The ERAV Data Model

wq version: 0.7.8 1.0 1.1
Docs > Philosophy

The ERAV Data Model

The Entity-Record-Attribute-Value (ERAV) data model is an extension to Entity-Attribute-Value (EAV) that adds support for maintaining multiple versions of a model with different provenance. As the name implies, ERAV is made up of four distinct components (i.e. ORM models/database tables).

Name Description
Entity The object being described
Record The actual description of the object, from the perspective of one person or process
Attribute The definition of each potential data point (name, data type, etc.)
Value The actual data points for each record, corresponding to the available attribute definitions. (This would usually be implemented as a many-to-many relationship linking Record and Attribute)

For many operational uses, the attribute values for each entities' records can be "merged" into a single set, providing the appearance of a regular EAV. However, the actual data is kept distinct, providing enhanced flexibility for tracking provenance of data collected from multiple sources.

Example Use Case

Suppose you are maintaining a dataset of time series data, and that the list of attributes for each event in the series might change over time. The EAV model will be useful to provide the flexibility to adapt to changing attribute definitions. However, suppose the actual data is being uploaded through a number of different mechanisms. Some data is submitted through a smartphone application; others may be uploaded in bulk from Excel spreadsheets (both before and after offline review). In addition, some data is exchanged with third party databases.
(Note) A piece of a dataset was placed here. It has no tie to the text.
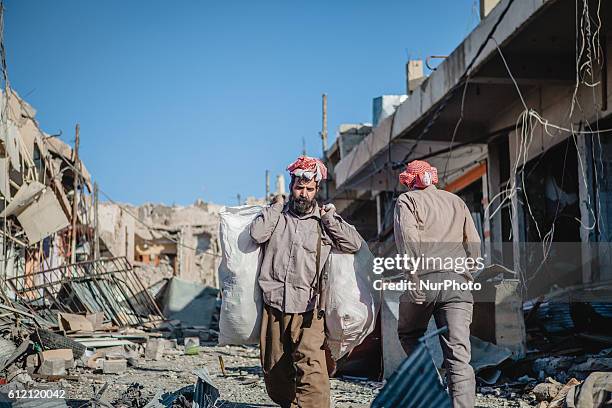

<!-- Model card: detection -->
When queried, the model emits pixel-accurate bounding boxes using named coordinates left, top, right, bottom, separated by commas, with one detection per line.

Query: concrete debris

Without ERAV, tracking changes to individual entities (events) will be quite difficult. A wiki or similar versioning scheme would help, but only to the extent that changes to data happened within the system. In this example (and in many real-world use cases), the changes may happen in Excel, or in third party systems with different goals or revision tracking requirements.

The ERAV model solves this versioning challenge by making it possible to import data for the same entity more than once. Each subsequent import is treated as a separate record, but linked back to the entity so that the data can be merged for operational use. (ERAV can be interpreted in this case to mean Event-Report-Attribute-Value - which is the definition used in the paper introducing the model.)


Important Concepts

Natural Key

A critical component to ERAV is the concept of a natural key for the Entity/Event model. A natural key in this context is a set of fields that both occur naturally in the data, and uniquely identify a record. An important feature of a natural key is that it does not need to be assigned a priori by a central mechanism. (By contrast, a typical primary key is assigned centrally, at the time the record is registered with the database.) Without a usable natural key, there is no easy way to determine which entity is being described in subsequent reports. For many periodic monitoring projects, a natural key might just be a location and date. If two or more reports are entered or uploaded containing the same location and date, they will be interpreted as describing the same event.

"Merging" Reports for Analysis

ERAV is particularly useful for combining values from two records with different attributes. For example, a smartphone may be used to upload initial data and a photo for an event, while a spreadsheet could provide supplemental information. The "merging" feature of ERAV makes it possible to present a single unified description of an Entity/Event, useful for analysis and most typical use cases. Unlike other versioning models and EAV, this can be done without obfuscating the metadata associated with each individual report (who uploaded it, when, how, etc.). When more robust inquiry is needed about the provenance of a particular data point, the reports can be used to determine this information.

Handling Conflicts

However, it is certainly possible that two reports will contain an overlapping attribute set. This is especially likely if data is exported, reviewed offline, and uploaded again. In this case, the values may conflict. In traditional versioning models, any conflicts would need to be resolved immediately, as there can usually be only one active version of an entity. This is not always practical, especially when dealing with bulk uploads of data. ERAV smooths over these conflicts, allowing them to be resolved at a later time. Until the conflicts are resolved, the value from the most authoritative report is selected for each attribute when merging data for analysis. "Authoritative" could often just be the most recent value, or indicated with a status ("Final" reports would take precedence over "Provisional" reports, etc.).

Implementation Notes

The reference implementation of ERAV is vera, a wq.db module that is particularly suited for the time series use case.